For two years, I was trying to do the movie myself, and I went into major debt, charged up credit cards, and I wasn’t getting anywhere. And then I finally got it to a place where I got real financing and a real producer. My producer/financier came on board, and literally the minute he signed a deal with me, Roger called me and said, “Alex, I just want to let you know that there’s a producer who called me to say that there’s another team that wants to make a documentary on me, as well.” I was like, “Are you serious?” And he said, “Yes, and I gave them your number because I think you can all work together. I have to go now, bye.” Because Roger only gives you like two seconds of his time. [Laughs.] He’s very on the ball.

 
I remember reading an article with [director] Jonathan Demme where he said, 'When I made Silence Of The Lambs, it was such a Roger Corman film—I took so much creatively from him.'
 

He hangs up, and then this other producer calls me, and this producer is a real, kind of…scum-bucket. He was trying to scare me into not pursuing my film any further, because they were going to blow me out of the water. And the director they had for this project started with Roger, actually, and has won a lot of Academy Awards, and he’s very famous. His producer was like, “Girl, go back to Brooklyn—we got this. You have no chance.” I was freaking out, so I called Roger back, like, “Roger! I finally got real money, I finally got the movie set up. It’s finally happening! I can’t turn back, and these guys are not gonna work with me—come on! I totally get that you want an Academy Award-winning director to make the story of your life, and I know that I’ve never done anything before. But I know that I’ll bleed for this movie, and I just know that they aren’t going to put as much into it as I will.” He was like, “You know, I think you can still work together,” and then I just started crying.

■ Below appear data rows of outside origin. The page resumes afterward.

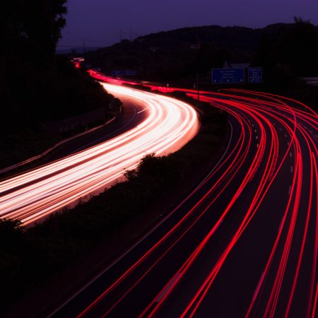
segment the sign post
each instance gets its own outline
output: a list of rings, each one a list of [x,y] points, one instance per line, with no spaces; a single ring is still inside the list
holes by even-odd
[[[251,84],[263,83],[263,69],[261,67],[249,68],[249,83]]]
[[[245,83],[244,69],[213,69],[213,84],[242,84]]]

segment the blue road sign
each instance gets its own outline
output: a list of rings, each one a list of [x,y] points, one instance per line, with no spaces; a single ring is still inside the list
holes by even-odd
[[[112,76],[136,76],[135,70],[112,71]]]
[[[263,83],[263,69],[261,67],[249,68],[249,83]]]
[[[244,81],[244,69],[212,69],[212,83],[213,84],[240,84]]]

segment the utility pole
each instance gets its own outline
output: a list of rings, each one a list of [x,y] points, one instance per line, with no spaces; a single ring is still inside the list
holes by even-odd
[[[83,54],[85,54],[86,53],[86,45],[85,43],[85,37],[83,37]]]
[[[196,73],[196,89],[198,90],[198,107],[200,102],[200,90],[199,88],[199,74]]]

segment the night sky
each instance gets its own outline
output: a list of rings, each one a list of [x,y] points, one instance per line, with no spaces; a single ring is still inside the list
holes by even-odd
[[[58,49],[105,47],[124,38],[179,28],[220,25],[262,28],[301,16],[318,24],[318,0],[69,0]]]

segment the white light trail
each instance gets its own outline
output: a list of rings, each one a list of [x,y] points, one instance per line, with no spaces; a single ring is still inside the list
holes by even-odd
[[[0,182],[0,217],[28,225],[105,189],[134,168],[145,153],[167,154],[197,133],[196,112],[172,98],[102,84],[107,91],[142,104],[145,120],[130,131]]]

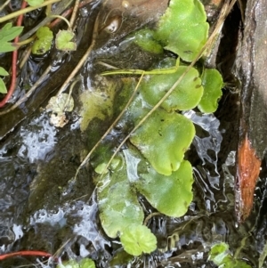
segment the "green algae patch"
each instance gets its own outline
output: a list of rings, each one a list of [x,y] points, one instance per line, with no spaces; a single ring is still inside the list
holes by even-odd
[[[184,116],[156,110],[132,135],[130,141],[157,172],[176,171],[195,135],[193,123]]]
[[[218,101],[222,95],[222,77],[215,69],[206,69],[201,79],[204,93],[198,108],[201,112],[214,112],[218,108]]]
[[[116,83],[108,84],[104,89],[85,90],[79,95],[81,108],[80,129],[84,132],[95,118],[104,120],[113,114]]]

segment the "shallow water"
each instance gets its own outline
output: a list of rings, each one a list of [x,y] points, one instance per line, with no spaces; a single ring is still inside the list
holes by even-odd
[[[88,12],[83,10],[81,16]],[[122,32],[121,37],[124,35]],[[103,37],[100,43],[104,41]],[[117,63],[125,64],[124,68],[130,63],[141,68],[139,58],[131,62],[126,53],[120,56],[119,52],[128,48],[126,42],[112,42],[98,47],[81,70],[82,82],[74,92],[77,102],[80,93],[98,83],[92,78],[95,58],[109,60],[111,51],[115,61],[121,57]],[[56,55],[53,71],[61,69],[61,62],[57,59]],[[71,54],[66,61],[69,59]],[[146,54],[142,60],[149,64],[153,57]],[[31,78],[29,81],[32,83]],[[229,243],[238,258],[247,260],[252,267],[257,266],[259,252],[264,245],[262,238],[266,235],[266,173],[263,168],[251,216],[239,224],[234,203],[237,98],[224,92],[216,116],[193,110],[184,113],[197,129],[187,155],[194,167],[193,201],[181,218],[157,215],[150,219],[149,227],[158,238],[154,253],[134,257],[128,264],[117,263],[114,267],[215,267],[207,261],[207,256],[211,246],[221,241]],[[92,168],[82,169],[76,182],[72,178],[81,158],[112,118],[102,124],[99,120],[93,122],[93,126],[98,126],[98,132],[90,136],[88,133],[95,132],[79,130],[78,109],[69,115],[69,123],[62,129],[53,126],[44,111],[36,110],[25,117],[1,141],[0,254],[44,250],[61,260],[89,256],[97,267],[111,267],[110,260],[120,252],[121,245],[109,239],[100,224]],[[140,197],[140,202],[149,214],[150,207],[146,200]],[[53,260],[24,256],[0,262],[3,268],[20,265],[48,268],[56,264]]]

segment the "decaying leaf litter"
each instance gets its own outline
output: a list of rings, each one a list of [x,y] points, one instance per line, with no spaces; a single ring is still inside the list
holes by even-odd
[[[223,9],[222,9],[222,11],[223,11]],[[222,12],[223,13],[223,12]],[[220,26],[219,26],[219,28],[220,28]],[[92,44],[93,44],[93,42],[92,43]],[[91,45],[92,45],[92,44],[91,44]],[[89,49],[90,49],[90,46],[89,46]],[[87,50],[87,53],[88,53],[88,50]],[[91,51],[90,51],[90,53],[91,53]],[[88,56],[88,55],[87,55]],[[86,56],[86,58],[87,58],[87,56]],[[82,65],[82,63],[81,63],[81,65]],[[76,72],[76,70],[74,71],[74,72]],[[72,72],[73,73],[73,72]],[[163,74],[164,75],[164,74]],[[71,80],[71,78],[69,79],[69,80]],[[64,84],[63,84],[63,85],[67,85],[68,83],[68,80],[67,80],[67,83],[65,82]],[[127,85],[127,83],[129,83],[128,81],[126,81],[125,82],[126,83],[126,85]],[[64,85],[64,86],[65,86]],[[64,90],[64,86],[61,86],[61,88],[60,89],[60,93],[62,91],[62,90]],[[170,93],[169,93],[170,94]],[[60,94],[58,94],[58,95],[60,95]],[[139,100],[140,101],[140,100]],[[134,110],[134,111],[137,111],[138,110],[138,105],[140,104],[140,103],[138,103],[138,100],[137,100],[137,102],[136,102],[137,103],[136,103],[136,105],[134,105],[134,107],[132,107],[132,110]],[[163,102],[164,103],[164,101],[162,101],[161,102]],[[149,103],[149,104],[150,104],[150,103]],[[161,104],[161,103],[160,103]],[[159,105],[160,104],[157,104],[158,105],[158,107],[159,107]],[[129,106],[130,107],[130,106]],[[131,110],[131,107],[130,107],[130,110]],[[130,114],[130,112],[129,112],[129,114]],[[131,114],[130,114],[131,115]],[[142,116],[143,116],[143,115],[142,115]],[[141,118],[142,118],[142,117],[141,117]],[[141,119],[141,122],[142,122],[142,119]],[[145,120],[143,120],[142,122],[144,122]],[[140,123],[140,122],[139,122]],[[138,123],[138,124],[139,124]],[[142,123],[142,124],[143,124],[143,123]],[[112,137],[112,136],[111,136]],[[106,144],[107,145],[107,144]],[[108,147],[109,147],[109,145],[108,145]],[[138,146],[137,146],[138,147]],[[104,147],[103,148],[105,148],[105,144],[104,144]],[[101,150],[101,149],[100,149]],[[126,150],[125,150],[125,154],[126,154]],[[133,153],[133,152],[132,152]],[[142,152],[143,153],[143,152]],[[127,153],[128,154],[128,157],[129,157],[129,153]],[[131,152],[130,152],[130,155],[131,155]],[[107,159],[109,159],[109,158],[110,157],[110,155],[109,156],[107,156]],[[124,157],[124,156],[123,156]],[[146,157],[146,156],[145,156]],[[123,160],[122,160],[122,158],[121,158],[121,157],[119,156],[118,157],[118,158],[117,158],[116,159],[116,158],[117,158],[117,156],[115,156],[115,158],[114,158],[114,159],[113,159],[113,162],[114,162],[114,160],[115,160],[115,162],[113,163],[113,167],[112,168],[115,168],[115,170],[116,170],[116,168],[117,167],[117,166],[119,166],[119,165],[121,165],[122,164],[122,162],[123,162]],[[131,158],[131,157],[130,157]],[[133,157],[132,157],[132,159],[133,159]],[[99,162],[100,160],[98,160],[98,159],[96,159],[96,161],[94,161],[94,164],[93,164],[93,165],[94,165],[96,167],[98,166],[97,165],[99,164],[98,162]],[[105,162],[105,161],[104,161]],[[104,163],[104,162],[102,162],[102,163]],[[101,164],[101,163],[100,163]],[[137,164],[136,164],[137,165]],[[174,167],[174,166],[172,166],[172,168],[173,167]],[[106,166],[104,166],[104,168],[103,169],[100,169],[101,170],[101,173],[103,173],[103,174],[105,174],[105,168],[106,168]],[[174,167],[174,168],[177,168],[177,167]],[[99,170],[99,169],[98,169]],[[114,170],[114,171],[115,171]],[[178,169],[179,170],[179,169]],[[71,182],[70,182],[71,183]],[[138,187],[137,187],[138,188]],[[141,191],[141,190],[140,190]],[[147,199],[149,199],[148,197],[147,197]]]

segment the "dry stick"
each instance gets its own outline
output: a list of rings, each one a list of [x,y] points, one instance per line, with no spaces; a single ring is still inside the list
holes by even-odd
[[[217,25],[214,28],[214,30],[213,31],[213,33],[211,34],[210,37],[208,38],[208,40],[206,41],[206,45],[203,46],[203,48],[201,49],[201,51],[198,53],[198,54],[197,55],[196,59],[188,66],[188,68],[186,69],[186,70],[184,71],[184,73],[181,76],[181,77],[174,83],[174,85],[169,89],[169,91],[163,96],[163,98],[154,106],[154,108],[152,110],[150,110],[150,112],[135,126],[135,127],[129,133],[129,134],[123,140],[123,142],[120,143],[120,145],[117,147],[117,149],[116,150],[116,151],[114,152],[114,154],[112,155],[111,158],[109,159],[109,163],[106,165],[105,170],[108,169],[109,166],[110,165],[111,161],[113,160],[114,157],[117,155],[117,153],[118,152],[118,150],[121,149],[121,147],[125,144],[125,142],[128,140],[128,138],[132,135],[132,134],[137,129],[139,128],[139,126],[161,105],[161,103],[163,102],[165,102],[165,100],[173,93],[173,91],[175,89],[175,87],[179,85],[179,83],[182,81],[182,79],[184,77],[184,76],[189,72],[189,70],[194,66],[194,64],[197,62],[197,61],[198,60],[198,58],[202,55],[203,52],[209,46],[212,45],[214,38],[216,37],[217,32],[222,28],[223,21],[225,17],[228,15],[229,12],[231,10],[233,4],[235,4],[236,0],[233,0],[232,2],[231,2],[229,4],[231,0],[227,1],[227,3],[225,3],[225,4],[222,6],[221,12],[220,12],[220,16],[218,19],[218,22]],[[142,75],[142,77],[143,74]],[[141,79],[139,80],[139,83],[137,85],[137,86],[135,87],[134,91],[137,90],[137,87],[139,86],[139,84],[141,82]],[[132,97],[134,98],[134,95],[131,96],[131,101],[132,101]],[[126,105],[128,105],[129,102],[127,102]],[[130,104],[130,103],[129,103]],[[124,110],[119,114],[118,117],[120,117],[123,113]],[[118,118],[116,119],[115,124],[118,121]],[[80,169],[83,167],[84,165],[85,165],[85,163],[88,161],[90,156],[92,155],[92,153],[93,152],[93,150],[97,148],[97,146],[101,143],[101,142],[103,140],[103,137],[105,137],[109,131],[112,129],[113,126],[115,126],[115,124],[113,123],[112,126],[110,126],[110,127],[107,130],[107,132],[104,134],[104,135],[99,140],[99,142],[93,146],[93,148],[90,150],[90,152],[87,154],[86,158],[83,160],[83,162],[81,163],[81,165],[78,166],[75,177],[74,179],[76,180],[78,172],[80,171]],[[101,178],[102,177],[103,174],[101,175]],[[96,185],[97,187],[97,185]]]
[[[48,3],[45,1],[44,3]],[[58,15],[61,14],[71,3],[71,0],[61,0],[61,2],[57,4],[56,8],[51,12],[50,15]],[[20,42],[24,41],[30,37],[36,31],[42,26],[49,23],[53,20],[53,18],[52,17],[45,17],[41,22],[39,22],[36,27],[32,28],[29,31],[24,34],[20,38]]]
[[[117,150],[115,150],[115,152],[113,153],[112,157],[110,158],[109,163],[106,166],[106,170],[108,169],[108,167],[109,166],[111,161],[113,160],[113,158],[115,158],[115,156],[117,154],[117,152],[120,150],[120,149],[122,148],[122,146],[125,143],[125,142],[130,138],[130,136],[146,121],[146,119],[158,109],[159,108],[159,106],[165,102],[165,100],[166,98],[169,97],[169,95],[173,93],[173,91],[176,88],[176,86],[181,83],[181,81],[182,80],[182,78],[184,77],[184,76],[189,72],[189,70],[195,65],[195,63],[198,61],[198,58],[202,55],[202,53],[204,53],[204,51],[213,44],[213,40],[214,38],[216,37],[218,30],[220,30],[223,25],[225,17],[228,15],[228,13],[230,12],[230,11],[231,10],[233,4],[235,4],[237,0],[232,0],[231,2],[231,0],[227,1],[224,5],[222,6],[221,12],[220,12],[220,16],[218,19],[218,22],[214,28],[214,30],[213,31],[213,33],[211,34],[210,37],[208,38],[208,40],[206,41],[206,45],[202,47],[202,49],[200,50],[200,52],[198,53],[198,54],[197,55],[197,57],[195,58],[195,60],[187,67],[187,69],[185,69],[185,71],[182,73],[182,75],[179,77],[179,79],[174,84],[174,85],[168,90],[168,92],[162,97],[162,99],[153,107],[153,109],[151,109],[148,114],[143,117],[142,118],[142,120],[134,127],[134,129],[126,135],[126,137],[122,141],[122,142],[119,144],[119,146],[117,148]],[[101,175],[101,178],[103,176],[103,175]]]
[[[142,74],[141,77],[139,78],[139,81],[130,97],[130,99],[128,100],[126,105],[125,106],[125,108],[122,110],[122,111],[120,112],[120,114],[117,116],[117,118],[115,119],[115,121],[111,124],[111,126],[109,127],[109,129],[105,132],[105,134],[101,137],[101,139],[95,143],[95,145],[91,149],[91,150],[89,151],[89,153],[86,155],[85,158],[83,160],[83,162],[81,163],[81,165],[78,166],[75,177],[74,179],[76,180],[80,169],[86,164],[86,162],[89,160],[92,153],[94,151],[94,150],[100,145],[100,143],[104,140],[104,138],[109,134],[109,133],[112,130],[112,128],[116,126],[116,124],[118,122],[118,120],[121,118],[121,117],[124,115],[125,111],[126,110],[126,109],[129,107],[129,105],[132,103],[134,97],[135,96],[135,93],[137,92],[137,89],[140,85],[140,83],[143,77],[144,73]]]
[[[36,82],[36,84],[31,87],[31,89],[20,100],[19,100],[10,109],[0,111],[0,116],[3,116],[3,115],[5,115],[5,114],[9,113],[10,111],[12,111],[12,110],[15,110],[17,107],[19,107],[21,103],[26,102],[28,100],[28,98],[32,94],[32,93],[40,85],[40,84],[42,84],[44,82],[44,78],[46,78],[46,75],[51,70],[51,68],[52,68],[51,65],[49,65],[46,68],[46,69],[44,70],[43,75],[40,77],[40,78]]]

In tears, I was like, “Remember when you were in yours 20s and you just needed someone to take a chance on you? That’s all I need—just a chance.” He said, “OK, stop crying.” [Laughs.] “I gave you my word first, I’ll keep to my word—it’s your movie.” It’s interesting how he’s really not that complicated; he’s a guy who’s a man of his word, and really straightforward. It’s weird because you’d think he’d be this overweight, obnoxious, cigar-smoking, cheesy producer who’d be trying to take advantage of people all of the time, but he’s not like that.

Like Tom Cruise’s character in Tropic Thunder, Les Grossman.
[Laughs.] Yeah, exactly. He’s the opposite of that.

So I’m assuming that this Academy Award-nominated director isn’t somebody who speaks in the film, then?
I can’t say anything. [Laughs.] To be clear, this had nothing to do with the director—this had everything to do with the producer.